Lo ha vuelto a hacer. El expresidente del Gobierno José Luis Rodríguez Zapatero ha vuelto a decir en público que él fue quien acabó con ETA.
Si acaso, aceptó compartir la hazaña con su gabinete, y en especial con Alfredo Pérez Rubalcaba. No está mal que por lo menos le reconociera el crédito a alguien que, sin ser el artífice exclusivo de una victoria sufrida y laboriosa —que lo fue de la sociedad española, y sobre todo de unos pocos más expuestos que el resto—, sí hizo más que él para obtenerla.
Cuando se ve a alguien reincidir en el despropósito de esa manera, en un asunto tan delicado y tan doloroso y sobre unos argumentos tan fácilmente rebatibles, resulta inevitable pensar en lo mal que llevan algunos haber dejado de ser lo que un día fueron, que es el destino inexorable de los seres humanos.
Lo peor no es que alguien se apropie, por haber estado allí, de una consecución que rebasa sus méritos, como rebasaría los de cualquier individuo, por excepcional que fuera, que quisiera arrogarse el protagonismo en materia tan ardua y escabrosa. Lo más lacerante es el desprecio olímpico de los esfuerzos, el sudor y las penalidades de todas las personas que contribuyeron, en un grado que el vanidoso de turno ni puede imaginar, a que se alcanzara el resultado que luce tan ufano en la pechera.
A Zapatero se le pueden y se le deben reconocer algunos méritos, también en este terreno, como haber propiciado desde la oposición un pacto para la unidad de acción respecto de ETA. Y haber designado para encargarse del tramo final, negociando pero sin dejar de apretarle el dogal a la bestia moribunda, a la mejor cabeza política del último medio siglo en España. Alguien que no se engañó en ningún momento: la izquierda abertzale no entraría en razón hasta ponerle las esposas al último pistolero.
Fue la derrota de ETA —hora es ya de decirlo ya, aunque a muchos, empezando por Zapatero, no parezca interesarles— una prueba del músculo moral y cívico de la sociedad española. Esa que muchos se complacen en menospreciar como franquista, reaccionaria o disfuncional, pero que dio una lección mayúscula a los aturdidos redentores de patrias imaginarias, por la vía de desarmarlos con la razón, el derecho y el esfuerzo meticuloso.

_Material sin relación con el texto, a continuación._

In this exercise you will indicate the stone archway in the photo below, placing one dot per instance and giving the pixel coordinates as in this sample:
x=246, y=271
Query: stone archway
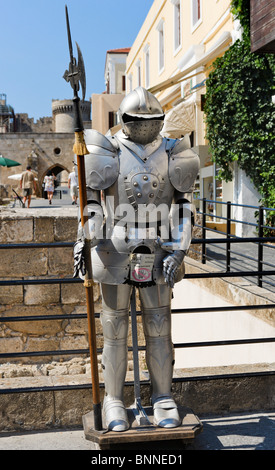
x=61, y=172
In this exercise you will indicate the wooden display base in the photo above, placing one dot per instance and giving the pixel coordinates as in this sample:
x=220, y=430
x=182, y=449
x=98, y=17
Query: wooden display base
x=190, y=427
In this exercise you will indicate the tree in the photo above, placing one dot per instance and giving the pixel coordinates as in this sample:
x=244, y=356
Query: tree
x=239, y=111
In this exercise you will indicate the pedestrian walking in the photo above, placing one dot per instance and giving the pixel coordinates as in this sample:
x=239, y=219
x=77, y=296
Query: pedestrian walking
x=28, y=184
x=72, y=184
x=49, y=185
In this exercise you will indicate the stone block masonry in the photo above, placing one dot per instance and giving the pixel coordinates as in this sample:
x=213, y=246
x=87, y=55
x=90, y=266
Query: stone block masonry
x=40, y=299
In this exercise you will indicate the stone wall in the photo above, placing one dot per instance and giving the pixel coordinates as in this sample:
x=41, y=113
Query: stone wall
x=32, y=300
x=43, y=299
x=50, y=150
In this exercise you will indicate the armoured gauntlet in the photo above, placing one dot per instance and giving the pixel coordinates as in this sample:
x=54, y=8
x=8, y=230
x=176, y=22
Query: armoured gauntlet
x=92, y=232
x=181, y=217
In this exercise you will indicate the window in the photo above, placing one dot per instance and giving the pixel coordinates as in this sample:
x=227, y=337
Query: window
x=147, y=66
x=177, y=25
x=160, y=29
x=130, y=81
x=196, y=12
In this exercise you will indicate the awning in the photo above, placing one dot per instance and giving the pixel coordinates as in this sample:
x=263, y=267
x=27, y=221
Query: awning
x=220, y=46
x=180, y=120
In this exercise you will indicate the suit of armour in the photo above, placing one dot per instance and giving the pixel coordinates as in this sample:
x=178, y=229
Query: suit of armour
x=140, y=217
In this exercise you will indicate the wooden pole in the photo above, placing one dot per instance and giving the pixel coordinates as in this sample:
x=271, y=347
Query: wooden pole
x=88, y=282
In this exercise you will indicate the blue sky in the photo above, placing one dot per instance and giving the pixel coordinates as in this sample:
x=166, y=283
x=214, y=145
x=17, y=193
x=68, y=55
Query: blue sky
x=34, y=48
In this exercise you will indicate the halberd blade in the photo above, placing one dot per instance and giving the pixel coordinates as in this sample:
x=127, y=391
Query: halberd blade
x=81, y=71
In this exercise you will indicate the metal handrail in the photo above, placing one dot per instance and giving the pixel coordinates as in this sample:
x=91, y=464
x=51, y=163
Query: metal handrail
x=228, y=240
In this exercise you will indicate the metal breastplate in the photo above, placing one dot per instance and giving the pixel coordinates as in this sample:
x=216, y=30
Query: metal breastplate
x=143, y=181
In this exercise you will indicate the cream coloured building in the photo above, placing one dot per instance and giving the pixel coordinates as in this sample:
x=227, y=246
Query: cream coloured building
x=172, y=56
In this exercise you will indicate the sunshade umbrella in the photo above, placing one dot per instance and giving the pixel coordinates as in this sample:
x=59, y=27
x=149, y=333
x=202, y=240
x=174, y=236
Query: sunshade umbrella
x=8, y=162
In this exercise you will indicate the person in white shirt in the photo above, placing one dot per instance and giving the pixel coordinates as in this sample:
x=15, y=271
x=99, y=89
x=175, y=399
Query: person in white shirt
x=72, y=184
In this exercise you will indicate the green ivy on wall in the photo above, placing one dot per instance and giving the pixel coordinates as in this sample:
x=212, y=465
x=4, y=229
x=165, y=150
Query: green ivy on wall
x=240, y=114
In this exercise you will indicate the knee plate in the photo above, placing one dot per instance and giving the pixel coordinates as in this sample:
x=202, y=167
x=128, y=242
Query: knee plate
x=115, y=324
x=114, y=357
x=157, y=322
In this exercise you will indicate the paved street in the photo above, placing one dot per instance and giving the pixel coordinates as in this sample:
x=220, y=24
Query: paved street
x=244, y=257
x=245, y=431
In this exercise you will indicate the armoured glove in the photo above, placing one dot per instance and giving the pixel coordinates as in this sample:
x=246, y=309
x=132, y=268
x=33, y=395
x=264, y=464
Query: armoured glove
x=171, y=265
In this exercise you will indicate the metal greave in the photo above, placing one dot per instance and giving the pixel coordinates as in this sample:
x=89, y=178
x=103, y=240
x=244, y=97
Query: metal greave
x=159, y=350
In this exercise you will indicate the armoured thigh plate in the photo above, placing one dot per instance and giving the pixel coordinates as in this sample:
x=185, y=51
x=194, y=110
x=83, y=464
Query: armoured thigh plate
x=136, y=204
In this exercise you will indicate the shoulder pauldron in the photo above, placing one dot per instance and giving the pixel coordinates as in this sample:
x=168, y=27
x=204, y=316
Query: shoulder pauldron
x=184, y=165
x=101, y=164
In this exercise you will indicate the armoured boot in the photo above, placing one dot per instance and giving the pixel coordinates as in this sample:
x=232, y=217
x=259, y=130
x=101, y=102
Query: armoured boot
x=159, y=357
x=114, y=364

Fueron los millones de horas de trabajo invertidos por los investigadores de la Guardia Civil y la Policía, por los agentes de servicios de inteligencia, por los funcionarios de la fiscalía, los juzgados y los tribunales, con el respaldo de una ciudadanía consciente y comprometida que suplió la abulia, el cálculo y el miedo del resto, los que condujeron uno por uno a las salas de audiencia y a la cárcel a unos sujetos que estaban enganchados a la extorsión violenta y no tenían otra forma de recapacitar.

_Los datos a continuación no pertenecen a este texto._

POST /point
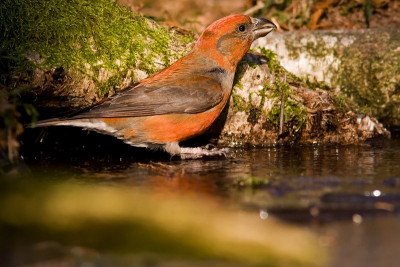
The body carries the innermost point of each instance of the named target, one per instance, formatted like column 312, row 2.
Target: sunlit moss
column 83, row 34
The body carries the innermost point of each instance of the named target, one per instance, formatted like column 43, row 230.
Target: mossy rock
column 80, row 51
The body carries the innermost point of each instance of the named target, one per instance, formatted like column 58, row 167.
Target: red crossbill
column 181, row 101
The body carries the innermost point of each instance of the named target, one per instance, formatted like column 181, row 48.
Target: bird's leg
column 196, row 152
column 199, row 152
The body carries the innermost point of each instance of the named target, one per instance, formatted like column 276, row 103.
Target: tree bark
column 363, row 66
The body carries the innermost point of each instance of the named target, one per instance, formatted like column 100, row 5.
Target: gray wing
column 148, row 100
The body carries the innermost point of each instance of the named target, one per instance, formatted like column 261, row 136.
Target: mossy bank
column 64, row 57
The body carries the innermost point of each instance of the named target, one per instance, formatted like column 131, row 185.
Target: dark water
column 349, row 196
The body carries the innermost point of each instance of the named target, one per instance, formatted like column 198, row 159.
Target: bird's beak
column 261, row 27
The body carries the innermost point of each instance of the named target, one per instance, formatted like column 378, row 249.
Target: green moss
column 100, row 33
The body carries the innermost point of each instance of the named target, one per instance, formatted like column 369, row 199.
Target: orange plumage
column 181, row 101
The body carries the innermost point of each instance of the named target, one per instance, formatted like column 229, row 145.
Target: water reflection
column 344, row 193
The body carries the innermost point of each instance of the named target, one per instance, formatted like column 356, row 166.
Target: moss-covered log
column 68, row 57
column 362, row 65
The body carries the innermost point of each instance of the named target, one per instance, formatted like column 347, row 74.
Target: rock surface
column 362, row 66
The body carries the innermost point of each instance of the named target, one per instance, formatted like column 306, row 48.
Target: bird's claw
column 199, row 152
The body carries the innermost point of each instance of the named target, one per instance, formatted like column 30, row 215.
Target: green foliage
column 85, row 34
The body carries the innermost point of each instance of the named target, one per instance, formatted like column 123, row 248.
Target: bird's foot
column 199, row 152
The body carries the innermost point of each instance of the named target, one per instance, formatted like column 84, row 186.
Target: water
column 348, row 196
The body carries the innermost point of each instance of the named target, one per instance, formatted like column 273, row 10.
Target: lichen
column 368, row 75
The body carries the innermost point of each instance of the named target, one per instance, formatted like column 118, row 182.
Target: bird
column 181, row 101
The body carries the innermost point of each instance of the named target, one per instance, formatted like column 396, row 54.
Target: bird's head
column 228, row 39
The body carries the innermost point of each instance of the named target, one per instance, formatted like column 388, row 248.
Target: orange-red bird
column 181, row 101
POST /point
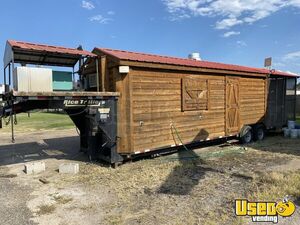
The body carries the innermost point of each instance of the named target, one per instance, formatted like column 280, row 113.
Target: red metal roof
column 48, row 48
column 150, row 58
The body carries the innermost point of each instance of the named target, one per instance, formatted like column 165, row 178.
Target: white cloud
column 100, row 19
column 293, row 56
column 241, row 44
column 227, row 23
column 111, row 13
column 231, row 33
column 279, row 64
column 231, row 12
column 87, row 5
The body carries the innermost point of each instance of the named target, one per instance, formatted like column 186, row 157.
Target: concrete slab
column 34, row 167
column 69, row 168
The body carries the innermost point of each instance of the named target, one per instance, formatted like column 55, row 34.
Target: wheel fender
column 244, row 130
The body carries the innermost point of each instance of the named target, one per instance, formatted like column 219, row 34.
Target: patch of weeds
column 276, row 185
column 46, row 209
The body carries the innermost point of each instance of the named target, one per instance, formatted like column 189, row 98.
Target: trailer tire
column 247, row 137
column 259, row 133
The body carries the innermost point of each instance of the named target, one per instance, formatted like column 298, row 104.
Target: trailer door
column 232, row 122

[Opinión: ¿De verdad fue Zapatero el que acabó con ETA?]
Esos funcionarios públicos, esos ciudadanos que les dieron su apoyo y se negaron a doblegarse a los matones, demostraron que esta sociedad es algo mejor que los que con tanta frecuencia acuden a salvarla, se ocupan sobre todo de salvarse a sí mismos y luego, en lugar de hacer mutis por el foro y adoptar el perfil bajo que la modestia y el sentido común aconsejan, exigen ser reverenciados como campeones hasta el fin de los tiempos.
Lo estamos volviendo a ver en estos días en los que hay unos cuantos que se ven obligados a bajarse del podio, a dejar de oler la tapicería del coche oficial y a volver a caminar por la calle como un transeúnte más. Y se muestran ofendidos por no recibir la suficiente veneración de la plebe ingrata.
Quien vaya a dejar de ser alcalde o alcaldesa, ministro o ministra, mejor haría en meditar sobre lo que ha acertado a aportar mientras tuvo en sus manos los asuntos públicos, sin triunfalismo y con la sana dosis de autocrítica que caracteriza a la inteligencia. Y acatar su natural y saludable retorno a la condición de peatón y vecino.
Saber irse, a ver si se enteran, vale más que saber llegar.